Alone at the bus stop, I was glad I had elected to take that mundane walk. I will never forget that walk, and I will never forget the image of Philip disappearing into the city bus. I look forward to sharing more mundane parts of Philip’s life, perhaps even more than I look forward to sharing the non-mundane parts of his life.

Monday, June 28, 2010

Taking it in from the Bleachers

There is a unique smell that permeates a high school campus in the springtime. The smell gets especially pungent in the afternoons on and around the athletic fields. It is as if a unique grass grows on high school athletic fields and nowhere else, yet the use of artificial turf does little to deter the emergence of that springtime high school campus aroma. It seems to hold the same on both rural campuses as well as urban campuses. And the afternoon pungency lingers well into evening for any event that draws in parents and other members of the community after hours.

The first day I picked up Philip after lacrosse practice, the smell of the campus and the athletic fields brought me back almost instantly to my own high school decades in the past in a completely different part of the country. It was nearly the same smell. I could hear the lacrosse coaches shouting commands targeted toward the young adolescent male athletic psyches. The inflections Philip’s coaches put into each word echoed the same authority and temperament of my own high school coaches.
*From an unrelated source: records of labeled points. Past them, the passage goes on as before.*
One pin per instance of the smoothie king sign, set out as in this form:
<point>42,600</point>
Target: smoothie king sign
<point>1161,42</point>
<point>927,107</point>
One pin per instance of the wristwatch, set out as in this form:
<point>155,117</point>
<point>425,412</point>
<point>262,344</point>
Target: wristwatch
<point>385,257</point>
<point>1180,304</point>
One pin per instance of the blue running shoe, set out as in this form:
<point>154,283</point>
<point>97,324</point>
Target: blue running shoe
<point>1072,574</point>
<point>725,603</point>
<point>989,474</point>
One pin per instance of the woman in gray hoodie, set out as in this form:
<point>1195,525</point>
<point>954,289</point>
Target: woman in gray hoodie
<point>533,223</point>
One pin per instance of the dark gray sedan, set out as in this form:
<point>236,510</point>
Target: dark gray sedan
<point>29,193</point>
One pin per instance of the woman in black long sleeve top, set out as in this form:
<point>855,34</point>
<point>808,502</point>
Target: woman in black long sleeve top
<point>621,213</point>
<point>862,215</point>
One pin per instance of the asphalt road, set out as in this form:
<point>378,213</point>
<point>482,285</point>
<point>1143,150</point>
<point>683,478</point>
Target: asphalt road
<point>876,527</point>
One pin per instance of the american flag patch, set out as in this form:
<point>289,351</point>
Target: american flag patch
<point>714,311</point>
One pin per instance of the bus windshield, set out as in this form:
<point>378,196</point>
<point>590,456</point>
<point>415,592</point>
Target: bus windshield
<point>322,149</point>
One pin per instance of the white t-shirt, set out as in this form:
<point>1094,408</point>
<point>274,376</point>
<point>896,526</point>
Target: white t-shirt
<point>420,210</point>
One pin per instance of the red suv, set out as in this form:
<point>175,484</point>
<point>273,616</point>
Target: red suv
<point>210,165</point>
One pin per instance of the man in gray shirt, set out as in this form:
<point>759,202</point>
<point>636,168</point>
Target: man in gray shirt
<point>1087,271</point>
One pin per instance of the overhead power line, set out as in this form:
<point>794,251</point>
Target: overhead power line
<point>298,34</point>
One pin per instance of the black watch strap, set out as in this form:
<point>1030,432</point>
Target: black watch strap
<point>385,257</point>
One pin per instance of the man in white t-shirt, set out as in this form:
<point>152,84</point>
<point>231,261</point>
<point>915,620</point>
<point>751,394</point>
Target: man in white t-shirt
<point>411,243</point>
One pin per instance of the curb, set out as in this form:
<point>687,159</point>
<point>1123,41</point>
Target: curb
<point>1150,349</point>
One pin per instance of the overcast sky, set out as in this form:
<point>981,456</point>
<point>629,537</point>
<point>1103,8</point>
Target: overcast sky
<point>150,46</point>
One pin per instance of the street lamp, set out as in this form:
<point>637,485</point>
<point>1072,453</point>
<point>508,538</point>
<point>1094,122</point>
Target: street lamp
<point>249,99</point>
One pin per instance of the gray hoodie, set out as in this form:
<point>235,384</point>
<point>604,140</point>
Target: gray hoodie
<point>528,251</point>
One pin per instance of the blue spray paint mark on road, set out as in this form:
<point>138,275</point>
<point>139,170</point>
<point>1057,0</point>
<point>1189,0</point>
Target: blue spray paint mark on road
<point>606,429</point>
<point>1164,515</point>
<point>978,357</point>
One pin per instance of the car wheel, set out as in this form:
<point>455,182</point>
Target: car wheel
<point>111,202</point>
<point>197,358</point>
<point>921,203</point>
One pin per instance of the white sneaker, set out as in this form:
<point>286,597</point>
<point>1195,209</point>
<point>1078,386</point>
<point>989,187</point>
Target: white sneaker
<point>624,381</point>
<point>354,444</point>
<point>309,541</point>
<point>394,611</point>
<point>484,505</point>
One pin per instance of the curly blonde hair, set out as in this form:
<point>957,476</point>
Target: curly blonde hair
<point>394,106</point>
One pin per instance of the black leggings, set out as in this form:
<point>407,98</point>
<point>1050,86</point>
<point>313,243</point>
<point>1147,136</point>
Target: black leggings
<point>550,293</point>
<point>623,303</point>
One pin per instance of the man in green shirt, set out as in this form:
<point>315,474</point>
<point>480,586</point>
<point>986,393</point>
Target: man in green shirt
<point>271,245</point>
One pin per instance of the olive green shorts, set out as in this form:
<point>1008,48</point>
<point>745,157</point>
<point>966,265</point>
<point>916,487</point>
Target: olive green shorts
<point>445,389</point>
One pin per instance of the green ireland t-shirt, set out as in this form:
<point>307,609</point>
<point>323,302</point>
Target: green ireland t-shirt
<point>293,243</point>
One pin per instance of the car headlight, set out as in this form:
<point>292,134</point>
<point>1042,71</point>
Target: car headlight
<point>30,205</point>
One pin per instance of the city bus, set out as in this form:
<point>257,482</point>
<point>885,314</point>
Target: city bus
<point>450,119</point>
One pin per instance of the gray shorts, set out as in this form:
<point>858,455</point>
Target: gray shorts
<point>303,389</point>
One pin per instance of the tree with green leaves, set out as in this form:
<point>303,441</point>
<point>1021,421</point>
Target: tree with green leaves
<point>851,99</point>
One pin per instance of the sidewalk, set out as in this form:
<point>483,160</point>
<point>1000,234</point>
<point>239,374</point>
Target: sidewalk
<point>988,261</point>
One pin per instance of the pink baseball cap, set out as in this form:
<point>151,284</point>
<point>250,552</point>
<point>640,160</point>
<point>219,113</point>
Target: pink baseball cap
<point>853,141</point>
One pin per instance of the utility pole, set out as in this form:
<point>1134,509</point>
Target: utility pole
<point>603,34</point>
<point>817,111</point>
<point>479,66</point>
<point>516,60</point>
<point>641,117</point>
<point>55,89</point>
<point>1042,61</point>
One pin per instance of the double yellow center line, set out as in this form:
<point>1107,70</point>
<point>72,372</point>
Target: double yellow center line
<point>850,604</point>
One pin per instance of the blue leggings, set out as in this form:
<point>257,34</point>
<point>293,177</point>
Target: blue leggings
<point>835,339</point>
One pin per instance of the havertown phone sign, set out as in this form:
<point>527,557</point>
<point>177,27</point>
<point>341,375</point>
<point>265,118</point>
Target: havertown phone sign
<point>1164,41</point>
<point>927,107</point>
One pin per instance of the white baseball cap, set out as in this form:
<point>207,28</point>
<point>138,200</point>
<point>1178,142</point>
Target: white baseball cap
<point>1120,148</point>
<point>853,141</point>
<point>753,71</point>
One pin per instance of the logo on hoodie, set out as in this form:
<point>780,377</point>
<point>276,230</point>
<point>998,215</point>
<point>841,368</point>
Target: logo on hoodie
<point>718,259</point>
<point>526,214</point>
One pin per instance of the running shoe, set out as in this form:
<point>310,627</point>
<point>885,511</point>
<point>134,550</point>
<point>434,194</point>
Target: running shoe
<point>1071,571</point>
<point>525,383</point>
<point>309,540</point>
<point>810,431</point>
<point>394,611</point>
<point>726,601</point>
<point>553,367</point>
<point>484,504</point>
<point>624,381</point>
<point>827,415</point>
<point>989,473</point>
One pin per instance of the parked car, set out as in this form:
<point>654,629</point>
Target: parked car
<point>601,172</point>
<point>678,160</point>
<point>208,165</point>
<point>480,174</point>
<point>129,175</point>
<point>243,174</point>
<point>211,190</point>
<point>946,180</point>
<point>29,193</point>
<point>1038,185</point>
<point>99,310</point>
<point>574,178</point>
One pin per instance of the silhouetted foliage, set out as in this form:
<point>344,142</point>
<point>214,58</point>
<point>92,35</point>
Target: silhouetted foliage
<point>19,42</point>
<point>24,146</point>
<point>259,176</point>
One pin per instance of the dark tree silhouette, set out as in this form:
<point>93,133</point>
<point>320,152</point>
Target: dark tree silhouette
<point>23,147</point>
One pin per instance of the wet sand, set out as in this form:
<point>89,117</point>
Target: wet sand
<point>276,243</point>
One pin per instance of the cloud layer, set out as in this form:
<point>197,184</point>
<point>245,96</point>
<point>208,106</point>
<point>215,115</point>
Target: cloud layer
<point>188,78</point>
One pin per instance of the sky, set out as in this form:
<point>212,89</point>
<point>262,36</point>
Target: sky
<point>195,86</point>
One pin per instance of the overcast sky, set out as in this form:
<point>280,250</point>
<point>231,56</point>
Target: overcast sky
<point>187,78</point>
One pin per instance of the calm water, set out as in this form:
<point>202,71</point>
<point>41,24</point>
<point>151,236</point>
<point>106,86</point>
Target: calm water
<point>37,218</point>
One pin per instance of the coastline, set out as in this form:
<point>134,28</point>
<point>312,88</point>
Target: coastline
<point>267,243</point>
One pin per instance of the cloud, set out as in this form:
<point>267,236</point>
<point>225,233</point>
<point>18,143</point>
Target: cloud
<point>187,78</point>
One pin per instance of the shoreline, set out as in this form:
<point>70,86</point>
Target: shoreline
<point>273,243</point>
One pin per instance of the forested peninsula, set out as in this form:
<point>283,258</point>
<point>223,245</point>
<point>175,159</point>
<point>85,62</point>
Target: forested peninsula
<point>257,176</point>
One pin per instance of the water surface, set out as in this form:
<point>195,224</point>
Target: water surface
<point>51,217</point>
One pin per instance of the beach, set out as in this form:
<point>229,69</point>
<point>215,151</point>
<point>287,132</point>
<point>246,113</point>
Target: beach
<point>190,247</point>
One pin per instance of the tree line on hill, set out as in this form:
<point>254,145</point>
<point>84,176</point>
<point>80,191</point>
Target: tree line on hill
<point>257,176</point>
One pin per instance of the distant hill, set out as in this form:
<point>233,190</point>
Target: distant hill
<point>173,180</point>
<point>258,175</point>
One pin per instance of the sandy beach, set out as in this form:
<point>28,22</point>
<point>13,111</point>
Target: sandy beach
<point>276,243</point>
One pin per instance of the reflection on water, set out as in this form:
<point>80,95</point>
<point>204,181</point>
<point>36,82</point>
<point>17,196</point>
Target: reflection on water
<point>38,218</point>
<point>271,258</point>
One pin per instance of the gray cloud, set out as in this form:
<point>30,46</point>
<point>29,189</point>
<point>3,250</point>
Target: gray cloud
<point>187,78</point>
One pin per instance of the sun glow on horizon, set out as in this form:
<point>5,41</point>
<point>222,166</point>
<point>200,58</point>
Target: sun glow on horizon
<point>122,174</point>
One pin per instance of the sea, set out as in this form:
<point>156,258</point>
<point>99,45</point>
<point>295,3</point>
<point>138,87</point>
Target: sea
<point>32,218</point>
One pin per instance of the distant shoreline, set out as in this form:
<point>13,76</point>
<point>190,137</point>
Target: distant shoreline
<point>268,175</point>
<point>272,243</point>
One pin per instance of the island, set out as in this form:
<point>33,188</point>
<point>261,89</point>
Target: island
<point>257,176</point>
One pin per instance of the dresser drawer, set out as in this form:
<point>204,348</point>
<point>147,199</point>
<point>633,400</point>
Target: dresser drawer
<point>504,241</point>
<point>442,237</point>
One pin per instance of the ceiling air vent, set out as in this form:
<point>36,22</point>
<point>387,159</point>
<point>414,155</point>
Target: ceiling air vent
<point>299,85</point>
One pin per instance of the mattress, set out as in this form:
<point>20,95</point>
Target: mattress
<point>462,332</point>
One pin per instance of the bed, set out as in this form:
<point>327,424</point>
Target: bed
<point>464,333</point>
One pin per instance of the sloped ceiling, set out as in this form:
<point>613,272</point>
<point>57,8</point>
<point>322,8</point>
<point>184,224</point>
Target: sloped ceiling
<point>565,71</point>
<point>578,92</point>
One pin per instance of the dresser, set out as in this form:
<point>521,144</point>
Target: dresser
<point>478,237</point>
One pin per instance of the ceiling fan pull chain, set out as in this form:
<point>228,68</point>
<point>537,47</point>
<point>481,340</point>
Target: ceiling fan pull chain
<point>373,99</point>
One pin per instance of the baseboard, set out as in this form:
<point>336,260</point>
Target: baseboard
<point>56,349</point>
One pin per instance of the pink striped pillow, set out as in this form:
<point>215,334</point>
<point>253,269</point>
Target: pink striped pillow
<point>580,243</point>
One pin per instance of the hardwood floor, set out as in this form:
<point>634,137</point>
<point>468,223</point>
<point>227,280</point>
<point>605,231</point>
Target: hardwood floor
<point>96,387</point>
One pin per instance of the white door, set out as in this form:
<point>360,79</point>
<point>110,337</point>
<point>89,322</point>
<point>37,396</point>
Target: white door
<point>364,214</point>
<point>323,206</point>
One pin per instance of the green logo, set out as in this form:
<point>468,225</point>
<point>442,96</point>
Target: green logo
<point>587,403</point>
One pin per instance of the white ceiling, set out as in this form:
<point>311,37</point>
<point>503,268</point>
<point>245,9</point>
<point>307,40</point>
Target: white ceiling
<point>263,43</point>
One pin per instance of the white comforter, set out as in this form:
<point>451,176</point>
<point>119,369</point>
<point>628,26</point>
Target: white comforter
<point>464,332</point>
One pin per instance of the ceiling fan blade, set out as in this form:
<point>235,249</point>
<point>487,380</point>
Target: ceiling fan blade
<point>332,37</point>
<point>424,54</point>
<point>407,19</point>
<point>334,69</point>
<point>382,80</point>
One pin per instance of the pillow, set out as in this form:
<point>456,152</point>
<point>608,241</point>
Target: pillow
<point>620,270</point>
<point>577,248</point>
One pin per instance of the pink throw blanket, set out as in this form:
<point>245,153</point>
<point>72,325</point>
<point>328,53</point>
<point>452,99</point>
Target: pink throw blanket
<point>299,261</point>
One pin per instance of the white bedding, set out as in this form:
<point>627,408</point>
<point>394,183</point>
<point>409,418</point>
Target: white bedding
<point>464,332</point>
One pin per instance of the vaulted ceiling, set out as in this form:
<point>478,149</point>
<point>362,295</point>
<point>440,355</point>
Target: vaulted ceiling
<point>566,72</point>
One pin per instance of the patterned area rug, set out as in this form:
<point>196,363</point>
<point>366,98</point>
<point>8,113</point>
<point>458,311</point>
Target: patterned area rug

I made it a point to attend as many lacrosse games as possible during Philip’s freshman season. To sit on the bleachers for home games, I had to ascend a steep incline that normal erosion would never permit, but earth-moving equipment had nonetheless established in order to ensure level ground for the football-soccer-lacrosse field below the equally level softball field above. For the first lacrosse game, I had to also endure not-yet-mowed thick grass and weeds that had grown up during the intense seasonal rainfall that had ended only a couple weeks before. A parent I recognized jokingly told me to check for ticks when I reached the foot of the bleachers.

I was not expecting to see Philip get much game time as a freshman. Instead I was expecting a token amount of time at the end of each game in which the score was not too close. Early in the season, my expectations were mostly true. Philip and his freshman peers did not see any field time until Hermes was ahead by double digits. But over the course of the season that slowly changed. The first freshmen to see significant game time were Walter and one other particularly large, aggressive football player. What they lacked in core skills, Walter and his freshman football comrade made up for with tenacity and raw determination. Walter was particularly and impressively aggressive. But for Philip in his fifth lacrosse season, seeing Walter regularly drop the ball was a source of some frustration.

Philip’s day came later in the season. The older, more experienced players began to notice Philip’s competence and consistency perhaps two or three weeks before the coaches did. Philip knew the plays, could keep the ball in his net even when double-teamed and had an eye for when to pass for a teammate to score. By the final games of the regular season and all the way to the championship game, Philip was part of the regular varsity line-up rotating into the midfield, normally as center.

It was a slow change I witnessed while drinking in the familiar smells of a springtime high school campus. As Philip’s freshman season unfolded, I remembered knowing players who were like Philip. As freshman they slowly gained the respect of their coaches and teammates. Philip could not claim to be a star, but he was emerging. His position on next year’s varsity line-up was no longer in question.

To me taking it all in from the bleachers, it was the emergence that was so captivating. And when combined with the smell of the campus and my own high school memories it all evoked, I became keenly aware of the ticking clock. Philip has been under our roof for over fifteen years. But in the spring of his eighteenth year, Philip will graduate from Hermes High School and will soon after head off to pursue his adulthood. I want to savor every moment of what remains of Philip’s time under our roof. And somehow, the smell of the Hermes High School campus is part of that savor.